I have no problem with people smoking. I think it's fine if a grown adult chooses to put arsenic, acetic acid, acetone, ammonia, benzene, butane, carbon monozide, ethanol, formaldehyde, hydrazine, hexamine, hydrogen cyanide, lead, methane, mathanol, napthalene, nickel, nicotine, phenol, polonium, stearic acid, styrene, tar and toluene and 3,580 other substances into his body (which are the contents of one cigarette). But, a child doesn't get to choose. He is forced to breath whatever air is provided for him.

The importance of the Alabama study is that it acts as a reminder to members of the medical profession the importance of asthma education. It is my job as an educator to inform the asthmatic -- which include my patients and you -- to avoid your asthma triggers, which include cigarette smoke.

If your child has asthma, and you are smoking in front of him, chances are you're making his asthma worse. So, here's my lecture to you:
Be a responsible parent and don't smoke in front of your asthmatic child, or any kid for that matter.

If you have asthma and are gutsy enough to smoke yourself, my lecture to scare you into quitting will come soon. So stay tuned.

Monday, April 13, 2009

No smoking, and no smelling like smoke!!!

I thought it was interesting a few months back when the administrators at Shoreline decided this hospital was going to go smoke free. Not only are employees no longer allowed to smoke on campus, they cannot leave and come back smelling of smoke.

My dad told me when grandpa was on his death bed in a hospital just after I was born in 1970 grandpa wanted a cigarette real bad and no one would give him one. So dad gave him one of his cigarettes. Grandpa would take a puff every few hours, and one smoke would last a long time.

In the 1980s hospitals started to crack down on smoking. And, about the same time nurses were allowed to wear more creative clothing than those prototypical white nursing uniforms and caps, smoking disappeared from hospitals.
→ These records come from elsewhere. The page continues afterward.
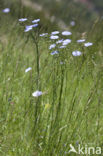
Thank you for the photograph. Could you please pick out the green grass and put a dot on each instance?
(70, 110)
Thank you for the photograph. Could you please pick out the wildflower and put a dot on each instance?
(80, 41)
(54, 37)
(88, 44)
(28, 29)
(67, 41)
(36, 21)
(66, 33)
(61, 47)
(62, 62)
(55, 32)
(52, 46)
(59, 41)
(72, 23)
(22, 19)
(47, 106)
(37, 93)
(34, 25)
(76, 53)
(28, 69)
(6, 10)
(54, 52)
(44, 34)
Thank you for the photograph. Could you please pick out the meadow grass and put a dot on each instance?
(69, 111)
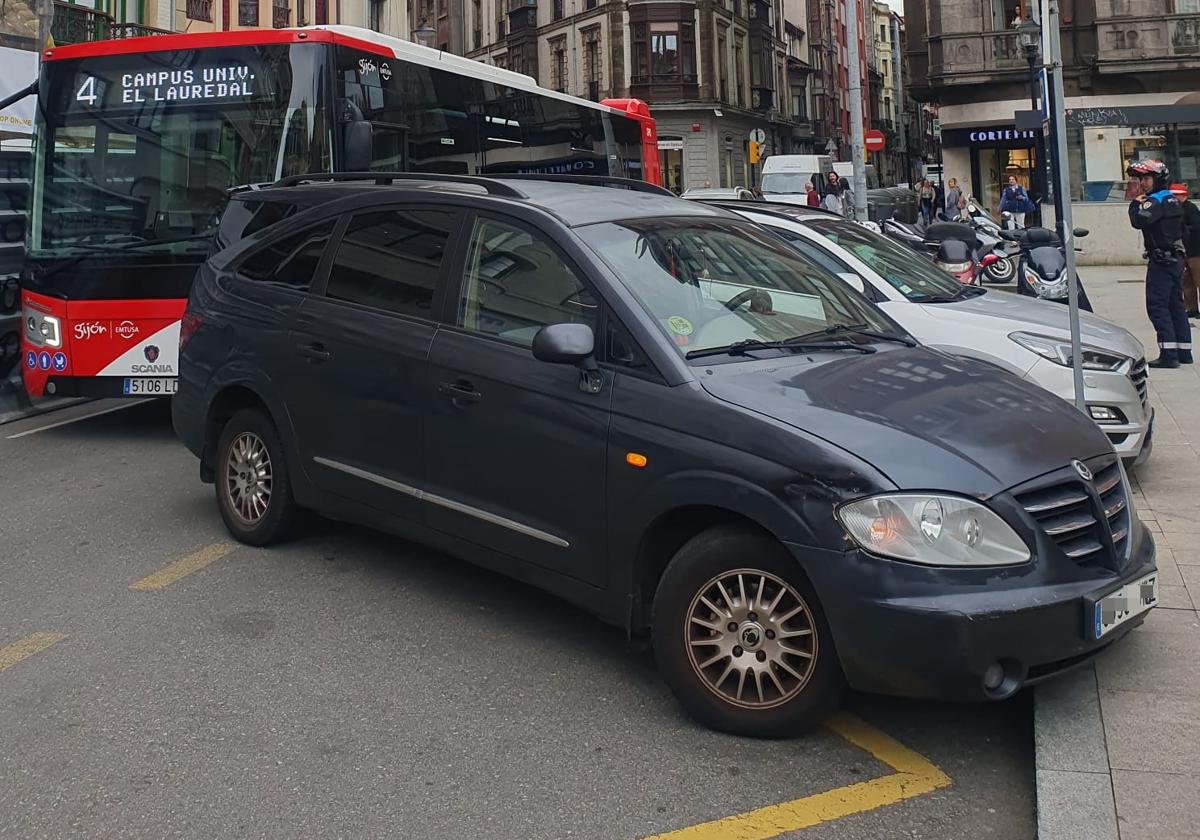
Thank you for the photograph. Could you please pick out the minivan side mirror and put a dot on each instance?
(853, 281)
(564, 343)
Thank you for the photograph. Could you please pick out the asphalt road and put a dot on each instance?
(354, 685)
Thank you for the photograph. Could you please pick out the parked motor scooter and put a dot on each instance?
(1042, 271)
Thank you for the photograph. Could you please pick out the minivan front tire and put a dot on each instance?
(252, 480)
(741, 639)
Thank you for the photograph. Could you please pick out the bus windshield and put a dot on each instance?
(139, 150)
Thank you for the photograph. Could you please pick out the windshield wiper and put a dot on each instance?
(857, 329)
(742, 347)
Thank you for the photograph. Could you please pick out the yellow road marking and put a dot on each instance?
(913, 777)
(165, 577)
(27, 647)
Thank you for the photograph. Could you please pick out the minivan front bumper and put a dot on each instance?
(934, 633)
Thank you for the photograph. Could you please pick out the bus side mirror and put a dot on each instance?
(358, 145)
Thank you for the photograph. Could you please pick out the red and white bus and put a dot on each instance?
(139, 141)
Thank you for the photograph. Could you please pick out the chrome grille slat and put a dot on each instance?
(1090, 521)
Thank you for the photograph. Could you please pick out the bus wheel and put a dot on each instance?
(252, 483)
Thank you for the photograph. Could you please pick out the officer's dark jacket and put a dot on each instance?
(1161, 221)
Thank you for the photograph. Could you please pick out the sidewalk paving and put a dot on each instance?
(1119, 742)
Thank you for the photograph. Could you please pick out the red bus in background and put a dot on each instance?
(139, 142)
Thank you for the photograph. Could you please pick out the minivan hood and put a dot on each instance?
(928, 420)
(1047, 318)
When I was hired here in 1997 there was still yellowed tile in the nurses report rooms from when they used to smoke there. The elder nurses here have told me of how they used to sit and smoke at the nurses station while they charted. Patients used to smoke in their rooms.

They have finally disappeared, but we used to have little red magnets that said, "No Smoking" plastered on the file cabinets in the RT Cave. I never once used one, but these were supposed to be stuck onto the doors of rooms where oxygen was in use.
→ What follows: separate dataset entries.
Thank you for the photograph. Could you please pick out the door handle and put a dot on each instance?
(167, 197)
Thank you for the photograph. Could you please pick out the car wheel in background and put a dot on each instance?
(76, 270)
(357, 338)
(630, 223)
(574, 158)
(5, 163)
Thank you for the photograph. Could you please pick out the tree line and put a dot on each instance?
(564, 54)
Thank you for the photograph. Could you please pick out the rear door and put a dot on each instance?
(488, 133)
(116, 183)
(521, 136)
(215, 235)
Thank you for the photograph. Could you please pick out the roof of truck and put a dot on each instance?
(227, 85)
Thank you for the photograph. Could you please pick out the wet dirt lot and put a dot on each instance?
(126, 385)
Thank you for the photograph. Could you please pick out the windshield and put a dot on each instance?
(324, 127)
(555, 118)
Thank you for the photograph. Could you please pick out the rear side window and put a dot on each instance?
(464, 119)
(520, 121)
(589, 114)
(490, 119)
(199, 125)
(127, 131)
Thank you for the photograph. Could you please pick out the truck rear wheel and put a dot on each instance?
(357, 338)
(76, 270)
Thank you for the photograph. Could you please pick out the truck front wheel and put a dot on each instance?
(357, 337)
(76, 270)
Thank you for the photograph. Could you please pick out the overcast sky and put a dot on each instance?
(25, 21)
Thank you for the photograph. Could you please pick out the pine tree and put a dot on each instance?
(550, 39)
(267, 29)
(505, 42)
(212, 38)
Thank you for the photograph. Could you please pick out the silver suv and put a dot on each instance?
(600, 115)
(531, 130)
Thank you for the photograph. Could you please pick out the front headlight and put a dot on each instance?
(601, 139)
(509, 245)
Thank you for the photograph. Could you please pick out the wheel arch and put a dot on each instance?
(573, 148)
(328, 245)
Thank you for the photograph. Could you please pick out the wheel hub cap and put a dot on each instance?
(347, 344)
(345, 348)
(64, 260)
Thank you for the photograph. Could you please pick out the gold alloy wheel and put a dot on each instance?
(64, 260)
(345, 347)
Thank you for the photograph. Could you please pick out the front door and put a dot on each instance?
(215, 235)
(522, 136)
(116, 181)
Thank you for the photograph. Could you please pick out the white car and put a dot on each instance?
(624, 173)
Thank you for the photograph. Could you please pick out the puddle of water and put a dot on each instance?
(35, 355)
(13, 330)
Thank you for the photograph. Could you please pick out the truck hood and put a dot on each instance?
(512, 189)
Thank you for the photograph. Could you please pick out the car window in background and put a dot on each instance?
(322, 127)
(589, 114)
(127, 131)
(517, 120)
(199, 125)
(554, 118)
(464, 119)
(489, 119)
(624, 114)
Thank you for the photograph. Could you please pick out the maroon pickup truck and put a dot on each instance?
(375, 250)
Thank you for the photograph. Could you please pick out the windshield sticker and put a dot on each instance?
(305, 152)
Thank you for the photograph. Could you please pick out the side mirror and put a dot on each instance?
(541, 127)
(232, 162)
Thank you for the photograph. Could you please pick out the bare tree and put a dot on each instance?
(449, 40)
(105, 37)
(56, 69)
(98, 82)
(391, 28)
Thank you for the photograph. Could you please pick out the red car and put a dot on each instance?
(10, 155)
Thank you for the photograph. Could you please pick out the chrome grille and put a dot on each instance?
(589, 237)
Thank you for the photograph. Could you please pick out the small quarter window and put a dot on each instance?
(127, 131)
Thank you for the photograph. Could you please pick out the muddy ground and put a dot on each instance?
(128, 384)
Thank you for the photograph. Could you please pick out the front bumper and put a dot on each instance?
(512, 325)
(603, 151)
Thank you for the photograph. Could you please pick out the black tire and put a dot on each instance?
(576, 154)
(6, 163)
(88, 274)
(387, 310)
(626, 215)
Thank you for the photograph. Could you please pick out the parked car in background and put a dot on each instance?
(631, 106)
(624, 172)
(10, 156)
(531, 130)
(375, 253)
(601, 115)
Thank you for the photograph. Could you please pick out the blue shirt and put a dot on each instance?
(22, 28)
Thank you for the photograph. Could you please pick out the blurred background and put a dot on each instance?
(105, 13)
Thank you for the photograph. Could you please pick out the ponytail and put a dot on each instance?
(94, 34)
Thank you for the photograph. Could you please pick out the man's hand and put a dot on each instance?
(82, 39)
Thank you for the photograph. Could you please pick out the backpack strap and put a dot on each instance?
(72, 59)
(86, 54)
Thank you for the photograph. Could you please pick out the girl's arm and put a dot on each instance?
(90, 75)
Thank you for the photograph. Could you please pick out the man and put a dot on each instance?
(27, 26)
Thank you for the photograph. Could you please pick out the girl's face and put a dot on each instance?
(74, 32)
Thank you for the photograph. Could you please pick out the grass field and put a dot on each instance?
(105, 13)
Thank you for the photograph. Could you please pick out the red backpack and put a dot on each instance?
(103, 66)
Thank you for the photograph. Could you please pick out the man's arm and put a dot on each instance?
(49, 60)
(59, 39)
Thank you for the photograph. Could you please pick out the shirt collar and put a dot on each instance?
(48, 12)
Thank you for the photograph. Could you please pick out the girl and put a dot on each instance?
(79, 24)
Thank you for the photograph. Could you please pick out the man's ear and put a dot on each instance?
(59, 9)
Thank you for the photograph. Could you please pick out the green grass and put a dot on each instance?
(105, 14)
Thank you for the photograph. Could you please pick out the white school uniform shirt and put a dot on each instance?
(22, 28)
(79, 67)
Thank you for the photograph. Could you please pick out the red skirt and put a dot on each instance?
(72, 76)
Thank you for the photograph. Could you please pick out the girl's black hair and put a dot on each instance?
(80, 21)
The policy eventually was changes so that if you wanted to smoke you had to go out to your car. However, I remember several nights the nurses would poke their heads out the door and puff. This habit was ended, however, when one summer many patent's had their windows open, and the smoke wafted in. Many patent's complained, and the practice was put to a sudden end.
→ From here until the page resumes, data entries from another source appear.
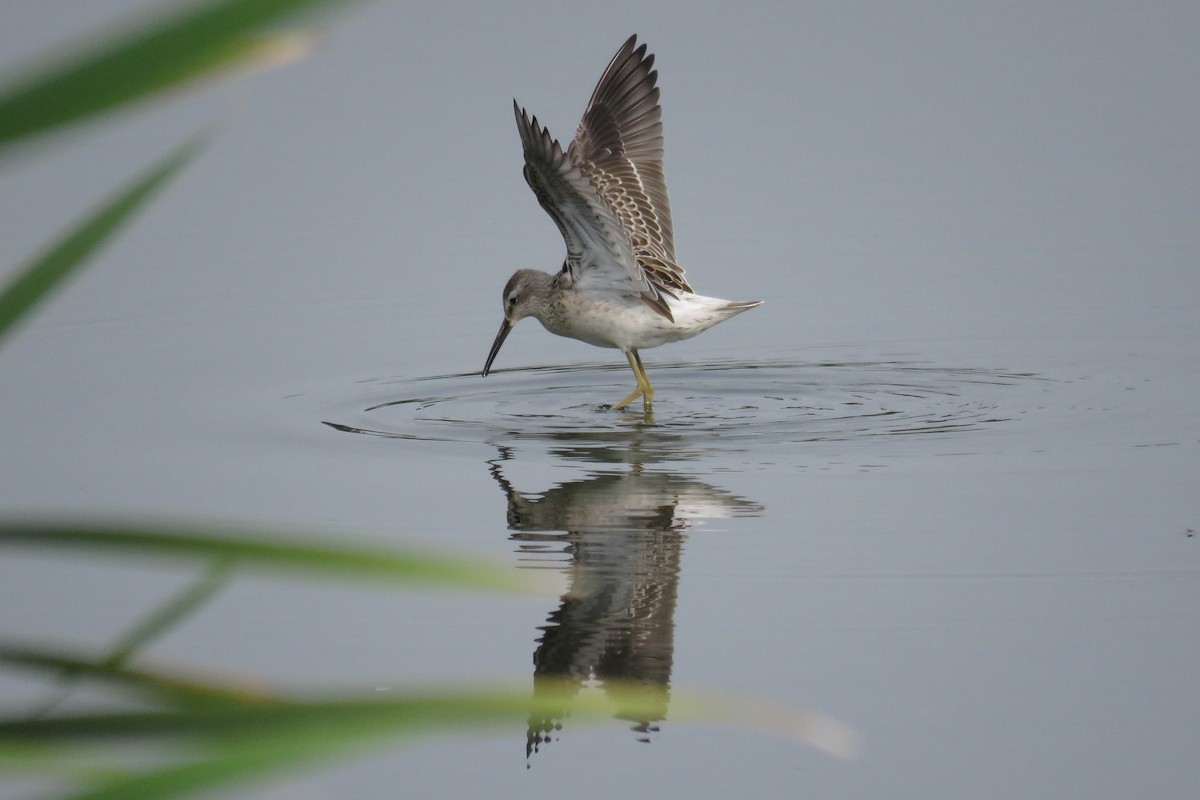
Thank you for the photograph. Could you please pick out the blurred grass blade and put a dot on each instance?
(173, 50)
(171, 613)
(41, 275)
(331, 558)
(174, 687)
(234, 744)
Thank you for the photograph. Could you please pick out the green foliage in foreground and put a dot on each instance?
(193, 732)
(148, 59)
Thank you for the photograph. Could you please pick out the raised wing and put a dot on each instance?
(618, 146)
(598, 248)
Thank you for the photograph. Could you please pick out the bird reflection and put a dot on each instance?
(623, 534)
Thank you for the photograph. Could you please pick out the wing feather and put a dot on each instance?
(618, 148)
(598, 247)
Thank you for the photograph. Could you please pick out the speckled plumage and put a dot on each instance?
(619, 286)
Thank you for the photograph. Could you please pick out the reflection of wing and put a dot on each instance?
(619, 148)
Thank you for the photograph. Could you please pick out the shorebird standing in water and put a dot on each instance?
(619, 286)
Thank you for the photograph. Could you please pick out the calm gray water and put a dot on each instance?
(941, 487)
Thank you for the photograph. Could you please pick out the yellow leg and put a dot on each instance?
(645, 390)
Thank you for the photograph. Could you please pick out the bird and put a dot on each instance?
(619, 286)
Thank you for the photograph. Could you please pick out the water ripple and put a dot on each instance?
(724, 405)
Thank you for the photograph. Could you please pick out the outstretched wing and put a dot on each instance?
(598, 248)
(618, 146)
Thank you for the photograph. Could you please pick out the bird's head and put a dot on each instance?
(525, 295)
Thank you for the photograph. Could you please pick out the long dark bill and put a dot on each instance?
(505, 326)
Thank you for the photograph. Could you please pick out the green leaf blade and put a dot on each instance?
(36, 278)
(131, 66)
So up until a few months ago my co-workers who smoked were allowed to do so with restrictions. However, that has come to an end. No person who works here is allowed to smoke on campus. Not only that, no person who works here can smell of smoke. Not following this policy is grounds to be sent home. And, if it is evident someone is not willing to comply, this is grounds for dismissal.

At first I thought this was quite harsh, but after further thinking about it I think this is pretty good, especially since this is a hospital, and many of our patients are Asthma and COPD patients who can have an attack just smelling smoke on someone.

I know this is true because just tonight I had to give a breathing treatment to an asthmatic kid, and both his parents reeked of smoke and filth. When I walked out of that room I had to use my inhaler, and I have controlled and mild asthma.

If it were a factory making a policy like this, I think I'd feel this policy is going too far. I think it's fine for a business to tell someone they can't smoke on campus, but to say they can't come in smelling of smoke is a bit overboard. Yet this is perhaps for the best for a hospital.

Wednesday, April 8, 2009

Now we have e-smoking

We already have e-mail, e-bay and e-magazines. Coming soon to an atmosphere near you may be e-cigarettes. Imagine a future of e-cars filled with people e-smoking.

Anyway, I found this ad while searching for something completely unrelated to this and thought it was a joke at first.